With the Bank of England now announcing the biggest-ever hike in interest rates in over three decades, many are wondering how this will affect them and their finances.

This announcement comes amid the cost of living crisis which is causing many households to struggle with high inflation and the rise in the cost of fuel.

The Bank of England, the country's central bank, announced measures to alleviate UK inflation by increasing interest rates for credit card debt, mortgages, and more.

So, what does this mean for the average person in the UK?

How will interest rates affect my mortgage?

The Bank of England announcement will see the money paid back to the bank from your mortgage payments increase.

Interest rates will rise to 3%, the highest since Black Wednesday in 1992. This would increase the money being paid back by homeowners with a mortgage.

Repayments for the average UK mortgage holder are set to rise by £52 per month.

However, those with a fixed rate agreement will pay the same throughout the length of their deal regardless of what happens to interest rates.

How will interest rates affect my credit card debt?

Much like mortgages, the repayments for credit cards will increase due to the interest on this debt rising as well.

This means credit card users can expect to pay more every month on their repayments.

To find out more and how best to pay this credit card debt off, please read: Bank of England Interest Rates: Will inflation affect credit card debt?
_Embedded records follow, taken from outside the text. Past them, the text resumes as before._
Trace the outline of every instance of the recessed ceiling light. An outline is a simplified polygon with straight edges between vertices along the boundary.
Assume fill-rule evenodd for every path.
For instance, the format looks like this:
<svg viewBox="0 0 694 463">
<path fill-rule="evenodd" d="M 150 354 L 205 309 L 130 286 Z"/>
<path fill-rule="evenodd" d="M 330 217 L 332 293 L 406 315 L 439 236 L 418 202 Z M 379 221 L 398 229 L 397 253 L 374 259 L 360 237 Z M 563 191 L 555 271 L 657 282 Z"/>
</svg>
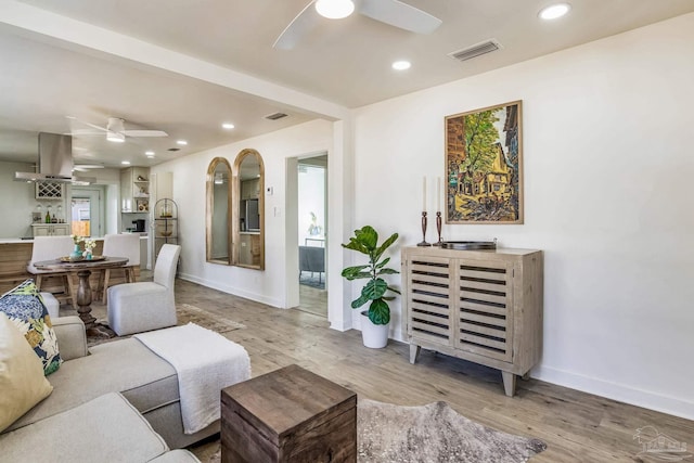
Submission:
<svg viewBox="0 0 694 463">
<path fill-rule="evenodd" d="M 410 63 L 409 61 L 396 61 L 395 63 L 391 64 L 393 68 L 395 70 L 406 70 L 409 69 L 412 66 L 412 63 Z"/>
<path fill-rule="evenodd" d="M 318 0 L 316 11 L 329 20 L 342 20 L 355 11 L 355 3 L 351 0 Z"/>
<path fill-rule="evenodd" d="M 540 12 L 538 13 L 538 16 L 540 16 L 540 18 L 542 20 L 548 20 L 548 21 L 556 20 L 564 16 L 566 13 L 568 13 L 570 9 L 571 9 L 571 5 L 568 3 L 551 4 L 540 10 Z"/>
<path fill-rule="evenodd" d="M 106 140 L 113 141 L 116 143 L 123 143 L 126 141 L 126 136 L 119 132 L 112 132 L 111 130 L 108 130 L 106 132 Z"/>
</svg>

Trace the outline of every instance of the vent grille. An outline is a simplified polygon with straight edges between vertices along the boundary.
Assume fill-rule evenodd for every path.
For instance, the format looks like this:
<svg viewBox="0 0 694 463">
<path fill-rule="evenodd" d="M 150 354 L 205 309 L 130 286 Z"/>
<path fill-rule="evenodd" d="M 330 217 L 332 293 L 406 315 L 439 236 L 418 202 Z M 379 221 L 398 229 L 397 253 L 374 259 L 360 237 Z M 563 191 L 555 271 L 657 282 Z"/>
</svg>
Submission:
<svg viewBox="0 0 694 463">
<path fill-rule="evenodd" d="M 467 61 L 467 60 L 472 60 L 473 57 L 483 55 L 485 53 L 497 51 L 501 48 L 502 47 L 501 47 L 501 43 L 499 43 L 499 41 L 497 41 L 496 39 L 489 39 L 489 40 L 485 40 L 481 43 L 477 43 L 472 47 L 468 47 L 466 49 L 448 53 L 448 55 L 458 61 Z"/>
<path fill-rule="evenodd" d="M 278 120 L 278 119 L 281 119 L 283 117 L 286 117 L 286 114 L 284 114 L 284 113 L 273 113 L 273 114 L 268 114 L 267 116 L 265 116 L 266 119 L 270 119 L 270 120 Z"/>
</svg>

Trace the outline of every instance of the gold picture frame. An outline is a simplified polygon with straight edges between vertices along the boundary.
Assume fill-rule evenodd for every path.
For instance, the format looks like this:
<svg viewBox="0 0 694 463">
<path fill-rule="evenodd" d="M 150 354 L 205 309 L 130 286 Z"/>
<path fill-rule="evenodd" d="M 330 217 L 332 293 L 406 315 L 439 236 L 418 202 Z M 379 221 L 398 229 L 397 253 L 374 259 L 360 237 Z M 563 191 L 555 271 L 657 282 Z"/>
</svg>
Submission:
<svg viewBox="0 0 694 463">
<path fill-rule="evenodd" d="M 523 223 L 522 106 L 446 116 L 446 223 Z"/>
</svg>

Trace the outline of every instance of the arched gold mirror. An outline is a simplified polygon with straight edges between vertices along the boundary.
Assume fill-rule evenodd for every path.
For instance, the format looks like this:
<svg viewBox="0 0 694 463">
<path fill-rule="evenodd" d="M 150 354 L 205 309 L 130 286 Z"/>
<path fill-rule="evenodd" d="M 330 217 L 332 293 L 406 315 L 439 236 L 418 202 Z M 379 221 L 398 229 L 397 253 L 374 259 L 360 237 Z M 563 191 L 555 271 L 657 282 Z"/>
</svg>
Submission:
<svg viewBox="0 0 694 463">
<path fill-rule="evenodd" d="M 208 262 L 226 266 L 232 262 L 232 197 L 231 165 L 223 157 L 215 157 L 207 168 L 206 244 Z"/>
<path fill-rule="evenodd" d="M 234 160 L 233 262 L 265 269 L 265 166 L 260 153 L 243 150 Z"/>
</svg>

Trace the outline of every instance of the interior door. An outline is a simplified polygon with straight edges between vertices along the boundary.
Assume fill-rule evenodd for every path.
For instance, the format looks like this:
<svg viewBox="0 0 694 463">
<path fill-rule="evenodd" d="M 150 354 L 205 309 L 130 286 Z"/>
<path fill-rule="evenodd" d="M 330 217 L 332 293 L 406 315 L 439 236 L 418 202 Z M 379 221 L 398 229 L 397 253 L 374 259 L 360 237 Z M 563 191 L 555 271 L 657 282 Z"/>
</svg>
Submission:
<svg viewBox="0 0 694 463">
<path fill-rule="evenodd" d="M 99 188 L 73 187 L 70 216 L 73 234 L 103 236 L 103 191 Z"/>
</svg>

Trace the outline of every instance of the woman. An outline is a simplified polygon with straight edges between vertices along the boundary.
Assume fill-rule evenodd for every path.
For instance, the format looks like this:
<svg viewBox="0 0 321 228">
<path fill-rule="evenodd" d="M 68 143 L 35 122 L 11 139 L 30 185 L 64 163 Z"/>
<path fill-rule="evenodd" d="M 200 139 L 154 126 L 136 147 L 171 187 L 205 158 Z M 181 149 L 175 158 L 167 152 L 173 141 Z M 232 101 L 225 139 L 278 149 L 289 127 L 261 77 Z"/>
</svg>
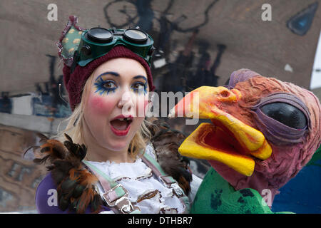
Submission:
<svg viewBox="0 0 321 228">
<path fill-rule="evenodd" d="M 167 175 L 145 123 L 154 89 L 151 38 L 136 28 L 85 31 L 71 16 L 58 46 L 73 114 L 60 140 L 43 136 L 35 161 L 48 161 L 51 172 L 38 187 L 38 211 L 188 212 L 191 175 L 170 159 L 178 183 Z M 193 180 L 195 193 L 200 181 Z"/>
</svg>

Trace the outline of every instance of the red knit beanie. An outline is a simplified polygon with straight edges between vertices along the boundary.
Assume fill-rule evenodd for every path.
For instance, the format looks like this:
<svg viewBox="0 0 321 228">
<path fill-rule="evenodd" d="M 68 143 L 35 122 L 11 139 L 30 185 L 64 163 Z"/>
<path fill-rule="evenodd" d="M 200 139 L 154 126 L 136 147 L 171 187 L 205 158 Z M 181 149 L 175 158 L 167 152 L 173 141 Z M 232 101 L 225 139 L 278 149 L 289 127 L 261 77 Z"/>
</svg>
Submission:
<svg viewBox="0 0 321 228">
<path fill-rule="evenodd" d="M 63 69 L 63 82 L 69 95 L 69 103 L 72 110 L 80 103 L 83 86 L 93 71 L 107 61 L 116 58 L 128 58 L 139 62 L 146 71 L 150 91 L 155 89 L 155 86 L 153 85 L 151 68 L 147 62 L 125 46 L 116 46 L 106 55 L 93 60 L 83 67 L 77 65 L 71 74 L 70 67 L 64 64 Z"/>
</svg>

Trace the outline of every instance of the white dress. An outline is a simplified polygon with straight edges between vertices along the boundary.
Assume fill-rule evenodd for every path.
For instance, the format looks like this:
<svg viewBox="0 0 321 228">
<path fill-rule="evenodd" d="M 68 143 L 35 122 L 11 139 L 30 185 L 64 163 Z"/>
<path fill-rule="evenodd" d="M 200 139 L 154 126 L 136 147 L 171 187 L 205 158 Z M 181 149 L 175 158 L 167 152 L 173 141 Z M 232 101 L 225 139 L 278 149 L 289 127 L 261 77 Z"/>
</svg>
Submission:
<svg viewBox="0 0 321 228">
<path fill-rule="evenodd" d="M 156 155 L 151 144 L 146 147 L 146 152 L 156 158 Z M 123 162 L 115 163 L 113 162 L 91 162 L 101 171 L 104 172 L 109 177 L 112 178 L 128 192 L 129 200 L 136 202 L 143 214 L 158 213 L 183 213 L 185 210 L 183 204 L 180 200 L 173 193 L 172 189 L 164 186 L 158 181 L 149 168 L 141 158 L 136 159 L 133 163 Z M 193 175 L 193 181 L 190 183 L 191 191 L 188 195 L 190 202 L 194 200 L 196 192 L 202 180 L 195 175 Z M 103 190 L 98 185 L 98 188 L 101 195 Z M 143 196 L 148 192 L 154 195 L 151 198 L 145 199 Z M 113 213 L 113 211 L 103 212 L 102 213 Z"/>
</svg>

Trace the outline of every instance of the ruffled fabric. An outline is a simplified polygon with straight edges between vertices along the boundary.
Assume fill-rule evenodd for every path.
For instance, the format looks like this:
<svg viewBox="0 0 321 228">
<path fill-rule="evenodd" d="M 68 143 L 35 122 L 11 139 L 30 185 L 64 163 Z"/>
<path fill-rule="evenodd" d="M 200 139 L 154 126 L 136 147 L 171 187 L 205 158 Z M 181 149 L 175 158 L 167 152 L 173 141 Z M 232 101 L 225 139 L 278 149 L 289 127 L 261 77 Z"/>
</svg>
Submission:
<svg viewBox="0 0 321 228">
<path fill-rule="evenodd" d="M 146 152 L 154 157 L 153 148 L 146 147 Z M 128 192 L 128 198 L 132 202 L 137 202 L 143 214 L 158 213 L 183 213 L 184 206 L 180 200 L 173 193 L 172 189 L 164 186 L 141 158 L 135 162 L 115 163 L 106 161 L 104 162 L 89 162 L 104 172 L 111 178 Z M 98 186 L 99 193 L 103 190 Z M 146 195 L 153 195 L 151 198 Z"/>
</svg>

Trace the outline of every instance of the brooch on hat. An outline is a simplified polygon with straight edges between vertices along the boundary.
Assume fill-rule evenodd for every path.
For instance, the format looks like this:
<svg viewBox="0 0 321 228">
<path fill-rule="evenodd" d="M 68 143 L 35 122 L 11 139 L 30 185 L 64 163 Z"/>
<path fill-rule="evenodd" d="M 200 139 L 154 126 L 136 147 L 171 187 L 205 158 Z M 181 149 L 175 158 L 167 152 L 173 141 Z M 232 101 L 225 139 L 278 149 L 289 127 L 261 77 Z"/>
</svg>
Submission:
<svg viewBox="0 0 321 228">
<path fill-rule="evenodd" d="M 78 26 L 78 18 L 69 16 L 69 21 L 62 31 L 59 41 L 56 43 L 58 49 L 58 55 L 66 65 L 71 66 L 73 54 L 79 46 L 81 34 L 86 30 Z"/>
</svg>

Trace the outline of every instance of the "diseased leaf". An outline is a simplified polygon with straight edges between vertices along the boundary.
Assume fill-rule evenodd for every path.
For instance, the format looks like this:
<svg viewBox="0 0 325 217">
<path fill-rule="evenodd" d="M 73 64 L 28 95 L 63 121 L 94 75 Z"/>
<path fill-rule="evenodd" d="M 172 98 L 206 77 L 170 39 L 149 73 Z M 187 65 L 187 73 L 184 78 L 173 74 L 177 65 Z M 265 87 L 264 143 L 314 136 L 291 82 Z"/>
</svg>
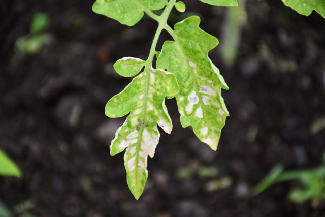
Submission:
<svg viewBox="0 0 325 217">
<path fill-rule="evenodd" d="M 199 17 L 192 16 L 175 24 L 176 42 L 165 42 L 156 65 L 176 77 L 182 126 L 192 126 L 197 136 L 215 150 L 229 115 L 221 96 L 221 89 L 228 87 L 208 57 L 218 40 L 200 29 L 200 21 Z"/>
<path fill-rule="evenodd" d="M 137 199 L 142 193 L 148 177 L 147 156 L 153 157 L 159 141 L 157 123 L 166 133 L 172 131 L 165 97 L 176 95 L 178 88 L 174 75 L 151 68 L 134 78 L 106 105 L 105 113 L 110 117 L 130 113 L 116 131 L 110 149 L 111 154 L 114 155 L 126 148 L 124 159 L 127 183 Z"/>
<path fill-rule="evenodd" d="M 181 13 L 184 12 L 186 9 L 185 3 L 181 1 L 176 2 L 175 4 L 175 7 L 177 11 Z"/>
<path fill-rule="evenodd" d="M 134 57 L 124 57 L 116 61 L 114 69 L 121 76 L 132 77 L 139 73 L 146 61 Z"/>
<path fill-rule="evenodd" d="M 92 10 L 132 26 L 141 19 L 144 11 L 160 10 L 167 3 L 167 0 L 96 0 Z"/>
<path fill-rule="evenodd" d="M 222 6 L 238 6 L 237 0 L 200 0 L 205 3 Z"/>
<path fill-rule="evenodd" d="M 13 176 L 20 178 L 21 172 L 15 162 L 0 149 L 0 175 Z"/>
<path fill-rule="evenodd" d="M 282 0 L 287 6 L 289 6 L 297 12 L 308 16 L 313 10 L 325 18 L 325 1 L 324 0 Z"/>
</svg>

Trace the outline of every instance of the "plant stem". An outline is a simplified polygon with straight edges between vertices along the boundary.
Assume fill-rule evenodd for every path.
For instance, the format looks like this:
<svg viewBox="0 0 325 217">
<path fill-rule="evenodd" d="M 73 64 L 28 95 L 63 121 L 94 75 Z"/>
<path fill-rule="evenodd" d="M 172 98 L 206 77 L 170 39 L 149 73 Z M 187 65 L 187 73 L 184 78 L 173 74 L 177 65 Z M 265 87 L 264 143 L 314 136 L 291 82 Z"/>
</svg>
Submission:
<svg viewBox="0 0 325 217">
<path fill-rule="evenodd" d="M 157 46 L 157 43 L 158 42 L 158 40 L 159 39 L 159 37 L 161 33 L 161 31 L 162 29 L 165 28 L 165 26 L 167 25 L 167 19 L 169 16 L 169 14 L 175 5 L 176 0 L 170 0 L 167 3 L 167 5 L 164 10 L 164 12 L 161 14 L 160 16 L 158 16 L 152 12 L 151 12 L 150 10 L 145 10 L 145 12 L 153 19 L 156 20 L 159 23 L 158 25 L 158 28 L 157 28 L 157 30 L 156 31 L 156 33 L 154 35 L 154 37 L 153 38 L 153 41 L 152 41 L 152 44 L 151 45 L 151 47 L 150 48 L 150 51 L 149 53 L 149 56 L 148 59 L 147 59 L 147 63 L 145 66 L 145 68 L 144 72 L 146 73 L 146 93 L 145 95 L 145 99 L 144 102 L 143 103 L 143 111 L 145 111 L 146 107 L 147 106 L 147 96 L 148 96 L 148 92 L 149 91 L 149 83 L 150 78 L 150 73 L 151 73 L 151 68 L 152 66 L 152 61 L 153 60 L 153 57 L 154 56 L 154 54 L 156 52 L 156 47 Z M 140 3 L 139 3 L 140 4 Z M 155 16 L 151 16 L 152 14 Z M 142 121 L 144 121 L 144 117 L 145 117 L 145 112 L 143 112 L 142 115 Z"/>
</svg>

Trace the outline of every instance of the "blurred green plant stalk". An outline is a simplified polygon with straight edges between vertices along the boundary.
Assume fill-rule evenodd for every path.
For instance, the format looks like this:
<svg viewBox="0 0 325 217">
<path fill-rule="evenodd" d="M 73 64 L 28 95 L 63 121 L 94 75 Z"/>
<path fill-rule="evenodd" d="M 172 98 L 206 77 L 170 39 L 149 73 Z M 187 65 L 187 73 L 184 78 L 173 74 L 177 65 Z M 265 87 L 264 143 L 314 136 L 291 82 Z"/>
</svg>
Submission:
<svg viewBox="0 0 325 217">
<path fill-rule="evenodd" d="M 282 165 L 276 166 L 255 187 L 253 193 L 256 195 L 276 183 L 293 180 L 298 180 L 302 186 L 290 192 L 290 200 L 302 203 L 311 200 L 312 206 L 317 207 L 321 200 L 325 200 L 325 153 L 322 164 L 316 168 L 284 171 Z"/>
<path fill-rule="evenodd" d="M 221 32 L 220 53 L 224 64 L 229 67 L 236 60 L 242 27 L 247 22 L 246 0 L 238 2 L 238 7 L 227 9 Z"/>
</svg>

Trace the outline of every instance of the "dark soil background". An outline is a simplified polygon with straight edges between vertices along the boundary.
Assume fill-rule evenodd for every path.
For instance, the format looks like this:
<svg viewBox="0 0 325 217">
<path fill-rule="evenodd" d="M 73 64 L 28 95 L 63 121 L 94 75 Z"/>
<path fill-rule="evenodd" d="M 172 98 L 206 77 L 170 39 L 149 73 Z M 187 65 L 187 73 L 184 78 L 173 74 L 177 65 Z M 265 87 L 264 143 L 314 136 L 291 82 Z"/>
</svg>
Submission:
<svg viewBox="0 0 325 217">
<path fill-rule="evenodd" d="M 9 208 L 18 215 L 20 204 L 21 213 L 38 216 L 325 216 L 323 202 L 288 199 L 296 182 L 250 193 L 277 163 L 289 169 L 321 162 L 325 131 L 315 126 L 325 118 L 325 19 L 300 15 L 280 0 L 248 0 L 235 65 L 225 66 L 219 47 L 210 54 L 230 88 L 222 92 L 231 116 L 218 150 L 182 128 L 175 101 L 168 101 L 173 132 L 161 132 L 137 201 L 123 153 L 109 154 L 124 118 L 109 118 L 104 109 L 129 82 L 112 63 L 145 58 L 157 25 L 145 17 L 122 25 L 94 13 L 93 2 L 0 2 L 0 148 L 23 174 L 0 177 L 0 199 Z M 220 40 L 225 8 L 185 2 Z M 15 40 L 39 12 L 49 15 L 54 41 L 36 55 L 14 56 Z M 171 25 L 182 16 L 173 13 Z M 162 36 L 159 47 L 169 39 Z M 217 175 L 199 175 L 204 166 Z M 220 180 L 231 184 L 209 189 Z"/>
</svg>

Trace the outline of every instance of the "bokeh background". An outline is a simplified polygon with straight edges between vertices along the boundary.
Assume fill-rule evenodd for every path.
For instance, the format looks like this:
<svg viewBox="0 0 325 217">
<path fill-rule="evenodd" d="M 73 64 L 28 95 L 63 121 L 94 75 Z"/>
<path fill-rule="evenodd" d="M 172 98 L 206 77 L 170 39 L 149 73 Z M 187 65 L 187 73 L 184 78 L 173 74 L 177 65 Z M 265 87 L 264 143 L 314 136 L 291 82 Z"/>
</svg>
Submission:
<svg viewBox="0 0 325 217">
<path fill-rule="evenodd" d="M 168 100 L 173 132 L 161 132 L 137 201 L 123 154 L 109 154 L 124 118 L 109 118 L 104 109 L 130 81 L 113 63 L 145 59 L 157 24 L 145 17 L 122 25 L 93 13 L 93 2 L 0 2 L 0 148 L 23 174 L 0 177 L 0 200 L 14 216 L 325 216 L 321 200 L 288 199 L 297 181 L 251 193 L 278 163 L 286 170 L 321 164 L 324 19 L 280 0 L 242 1 L 232 12 L 187 0 L 187 13 L 173 10 L 171 25 L 196 14 L 219 39 L 210 56 L 230 88 L 222 96 L 231 115 L 214 152 L 182 128 Z M 40 12 L 49 18 L 45 39 L 17 42 L 39 36 L 30 24 Z M 170 38 L 164 33 L 158 49 Z"/>
</svg>

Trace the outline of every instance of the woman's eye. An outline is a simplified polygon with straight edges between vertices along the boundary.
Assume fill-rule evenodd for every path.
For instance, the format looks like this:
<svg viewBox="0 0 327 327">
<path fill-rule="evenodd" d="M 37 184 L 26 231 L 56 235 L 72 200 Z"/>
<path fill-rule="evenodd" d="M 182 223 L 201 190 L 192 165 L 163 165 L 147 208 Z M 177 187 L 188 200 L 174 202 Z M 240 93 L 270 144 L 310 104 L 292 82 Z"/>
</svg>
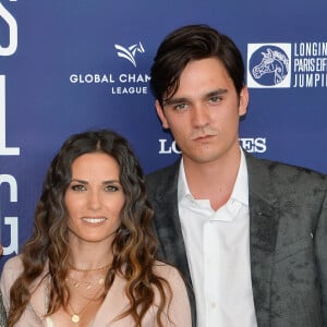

How will interest rates affect my savings accounts?

A rate rise could potentially lead to higher interest on savings accounts but this rise would be far below inflation (which stands at 10.1%), meaning bank account holders would still be netting a loss.

Many experts recommend paying off high-interest debt as interest rates for borrowing are higher compared to savings deals.

Some are also recommending that those with a mortgage could use any lump sum cash to make a mortgage overpayment, potentially saving money from interest in the long run.